So this is still an idea. I'm trying to figure out how it maps. It's not clear that aggregation theory applies, but I think the conservation of attractive profits applies as a canon.

00:48:29 - Anthony Campolo

You say more what spec means in this context?

00:48:32 - Ishan Anand

Spec would be a combination of prompts and evals and the stuff that's captured by the data flywheel. So traditionally we didn't really think of it as much of an asset. It was kind of amorphously inside the head of the product manager, but it was sometimes written down in that PRD.

But that's what spec is, the specification for how the code should behave or what the product should be, whereas the code is the instantiation of the product made real as software.

00:51:10 - Anthony Campolo

I want you to respond to these comments from fuzzy. MCP is just Anthropic's way of building a moat. Total lock-in, riddled with issues and problems. We don't need three different black boxes and a Mary Poppins API.

00:51:26 - Ishan Anand

I don't know about the Mary Poppins API. A couple of things I've actually been working on: a post in my head called "The Skeptic's Guide to MCP." I have been neutral on MCP. There's a tweet I put out which is like, if you're truly AGI-pilled, then why can't the AI write the API integration? Why do you need MCP? I'll say a couple things, though. There's something there. You don't theoretically even need an API. You could go write a web crawler to grab stuff from a website and interact with it.

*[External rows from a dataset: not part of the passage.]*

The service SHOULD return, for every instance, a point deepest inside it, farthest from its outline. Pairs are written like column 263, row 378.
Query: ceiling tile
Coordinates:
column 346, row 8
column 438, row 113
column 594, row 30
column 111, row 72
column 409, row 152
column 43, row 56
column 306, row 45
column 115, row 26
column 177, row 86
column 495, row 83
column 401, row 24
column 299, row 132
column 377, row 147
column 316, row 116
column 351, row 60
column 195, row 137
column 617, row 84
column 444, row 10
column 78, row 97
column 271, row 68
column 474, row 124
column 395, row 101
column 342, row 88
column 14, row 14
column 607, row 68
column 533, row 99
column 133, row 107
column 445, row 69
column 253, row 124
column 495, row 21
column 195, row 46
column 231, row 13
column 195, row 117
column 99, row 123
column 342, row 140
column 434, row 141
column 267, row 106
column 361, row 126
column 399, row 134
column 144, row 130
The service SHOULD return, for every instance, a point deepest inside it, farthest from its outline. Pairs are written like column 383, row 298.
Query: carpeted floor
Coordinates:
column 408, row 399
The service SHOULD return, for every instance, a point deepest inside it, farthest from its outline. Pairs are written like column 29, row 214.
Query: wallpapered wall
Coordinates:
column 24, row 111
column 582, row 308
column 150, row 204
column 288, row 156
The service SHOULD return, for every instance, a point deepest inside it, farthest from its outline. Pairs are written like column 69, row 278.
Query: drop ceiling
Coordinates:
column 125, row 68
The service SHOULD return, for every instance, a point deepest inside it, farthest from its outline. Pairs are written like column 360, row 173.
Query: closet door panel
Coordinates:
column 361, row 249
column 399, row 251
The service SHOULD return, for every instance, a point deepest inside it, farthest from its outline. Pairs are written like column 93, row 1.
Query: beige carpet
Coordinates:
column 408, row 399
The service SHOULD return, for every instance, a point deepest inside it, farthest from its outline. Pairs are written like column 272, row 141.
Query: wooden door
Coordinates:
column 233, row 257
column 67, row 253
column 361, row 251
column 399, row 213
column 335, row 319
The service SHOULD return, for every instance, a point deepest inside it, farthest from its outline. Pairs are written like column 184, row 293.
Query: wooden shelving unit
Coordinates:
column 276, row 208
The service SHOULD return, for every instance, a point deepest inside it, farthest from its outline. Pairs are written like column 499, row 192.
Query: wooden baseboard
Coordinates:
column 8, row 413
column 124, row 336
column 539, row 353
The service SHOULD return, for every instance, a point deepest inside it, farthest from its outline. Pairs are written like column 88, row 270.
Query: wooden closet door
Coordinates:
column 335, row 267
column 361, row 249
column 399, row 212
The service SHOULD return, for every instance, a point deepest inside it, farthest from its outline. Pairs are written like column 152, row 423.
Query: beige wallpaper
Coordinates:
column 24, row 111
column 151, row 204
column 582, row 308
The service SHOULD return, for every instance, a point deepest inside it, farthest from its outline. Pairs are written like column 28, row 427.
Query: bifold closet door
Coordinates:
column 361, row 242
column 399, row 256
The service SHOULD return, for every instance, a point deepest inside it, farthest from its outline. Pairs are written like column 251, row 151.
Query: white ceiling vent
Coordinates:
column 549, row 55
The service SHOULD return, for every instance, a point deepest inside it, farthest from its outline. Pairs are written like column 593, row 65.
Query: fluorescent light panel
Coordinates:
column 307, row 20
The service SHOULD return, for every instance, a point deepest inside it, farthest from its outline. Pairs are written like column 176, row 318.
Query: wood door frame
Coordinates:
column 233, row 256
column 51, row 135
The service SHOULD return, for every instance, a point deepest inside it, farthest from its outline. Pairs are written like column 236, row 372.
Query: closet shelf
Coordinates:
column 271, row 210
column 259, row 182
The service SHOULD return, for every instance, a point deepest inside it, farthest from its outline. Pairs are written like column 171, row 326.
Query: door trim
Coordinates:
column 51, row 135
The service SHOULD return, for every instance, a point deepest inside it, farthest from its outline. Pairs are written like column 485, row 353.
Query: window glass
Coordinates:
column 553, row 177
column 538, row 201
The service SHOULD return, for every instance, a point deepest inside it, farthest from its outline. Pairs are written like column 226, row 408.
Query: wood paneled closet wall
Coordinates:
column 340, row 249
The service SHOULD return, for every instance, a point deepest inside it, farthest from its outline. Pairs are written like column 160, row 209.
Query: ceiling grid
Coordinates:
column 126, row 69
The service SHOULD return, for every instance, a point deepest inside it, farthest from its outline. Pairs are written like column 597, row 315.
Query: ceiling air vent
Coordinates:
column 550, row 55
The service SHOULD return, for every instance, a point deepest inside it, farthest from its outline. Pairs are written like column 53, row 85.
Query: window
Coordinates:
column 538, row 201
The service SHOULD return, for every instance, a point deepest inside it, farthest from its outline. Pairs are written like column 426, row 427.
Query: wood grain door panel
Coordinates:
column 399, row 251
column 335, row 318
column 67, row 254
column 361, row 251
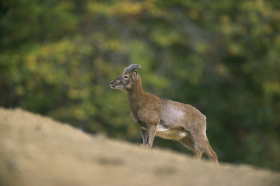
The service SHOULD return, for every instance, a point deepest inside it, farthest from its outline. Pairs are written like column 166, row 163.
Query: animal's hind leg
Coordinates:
column 201, row 141
column 187, row 142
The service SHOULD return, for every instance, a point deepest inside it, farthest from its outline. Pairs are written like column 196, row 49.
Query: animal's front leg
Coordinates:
column 144, row 136
column 151, row 135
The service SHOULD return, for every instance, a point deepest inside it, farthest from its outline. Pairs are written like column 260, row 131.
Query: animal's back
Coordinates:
column 178, row 114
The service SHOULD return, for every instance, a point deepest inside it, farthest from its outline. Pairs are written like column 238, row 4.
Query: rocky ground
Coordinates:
column 36, row 150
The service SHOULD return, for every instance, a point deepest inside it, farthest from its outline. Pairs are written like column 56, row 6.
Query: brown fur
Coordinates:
column 165, row 118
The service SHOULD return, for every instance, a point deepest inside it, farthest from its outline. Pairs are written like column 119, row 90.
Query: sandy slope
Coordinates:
column 36, row 150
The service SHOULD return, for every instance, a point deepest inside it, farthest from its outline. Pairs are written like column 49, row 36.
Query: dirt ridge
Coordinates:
column 36, row 150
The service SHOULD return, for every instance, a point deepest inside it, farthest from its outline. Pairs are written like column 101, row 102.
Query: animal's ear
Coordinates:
column 134, row 76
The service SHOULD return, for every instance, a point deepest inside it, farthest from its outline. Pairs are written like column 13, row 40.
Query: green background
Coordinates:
column 57, row 58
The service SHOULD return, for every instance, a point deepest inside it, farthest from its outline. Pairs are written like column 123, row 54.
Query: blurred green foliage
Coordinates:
column 58, row 57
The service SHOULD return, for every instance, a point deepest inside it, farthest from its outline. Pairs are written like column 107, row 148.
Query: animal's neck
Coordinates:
column 135, row 96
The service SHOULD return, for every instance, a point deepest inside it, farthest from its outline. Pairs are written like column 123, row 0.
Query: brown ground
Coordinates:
column 36, row 150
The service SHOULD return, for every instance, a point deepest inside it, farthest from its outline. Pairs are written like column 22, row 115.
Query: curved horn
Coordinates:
column 132, row 67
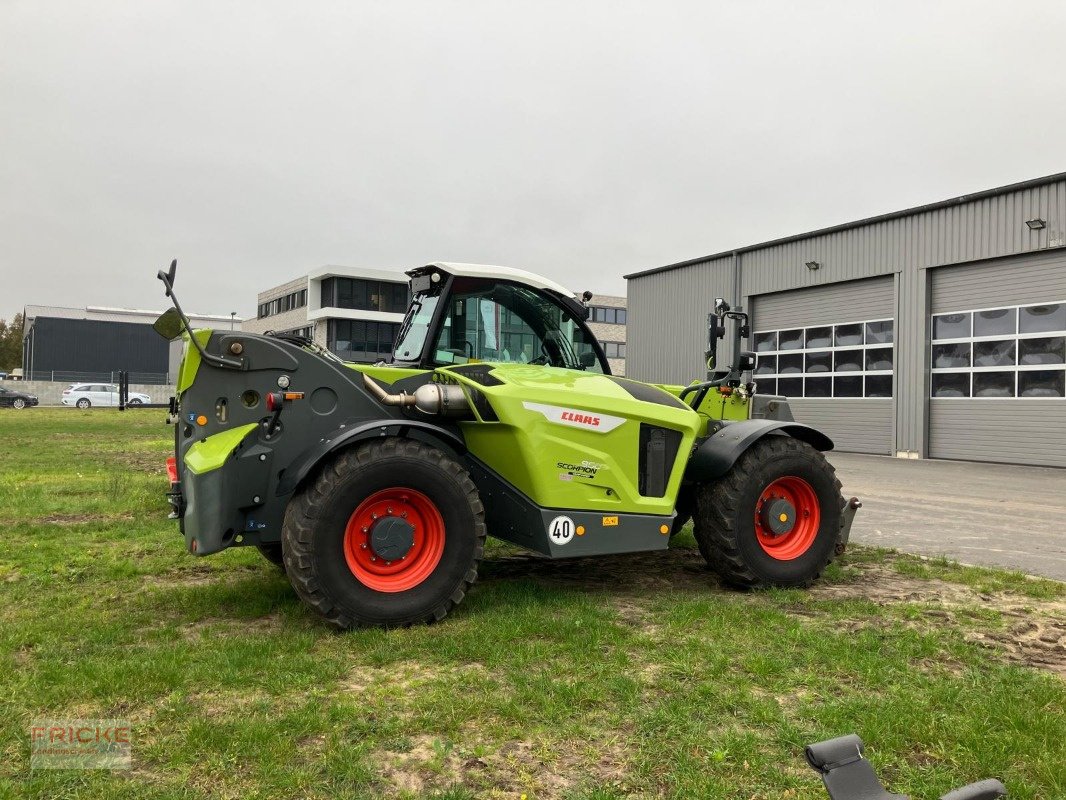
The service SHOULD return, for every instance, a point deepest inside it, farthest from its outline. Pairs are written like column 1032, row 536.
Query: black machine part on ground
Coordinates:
column 849, row 776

In fact, we used to have a service at one company I worked at that was called a synthetic API for businesses that needed to build an iPhone app or an Android app and they had no APIs. We would create what we called a synthetic API after the existing functionality. But clearly doing it as an API is cleaner and better.

[00:52:25] I think the same is true with MCP. I do agree that there are some issues. My biggest concern with the original implementation was that it was not compatible with serverless. They have fixed that, and they're continuing to iterate on that. I think that's part of the reason you're seeing the bugginess. You can't really fault them in a sense because you don't know how big your thing is going to get. It's better to put something out there and then fix the bugs.

Unfortunately, as much as we'd like in theory to have the uber-perfect spec, they didn't know how fast or how widely it was going to take off. I think it was November or October of the year before it blew up. It took a while, and you only really know how good or bad something is by people using it in the field. Then you find out what the real problems are, and you figure out how to prioritize those problems.

[00:53:22] So I would say, if you're running into issues, be the squeaky wheel. From my observation, as much as I've been a skeptic, they have been responsive, and they try to prioritize appropriately. But yeah, in theory, if you're asking why do I need it, it's not that you need it, it's that you'd probably want it.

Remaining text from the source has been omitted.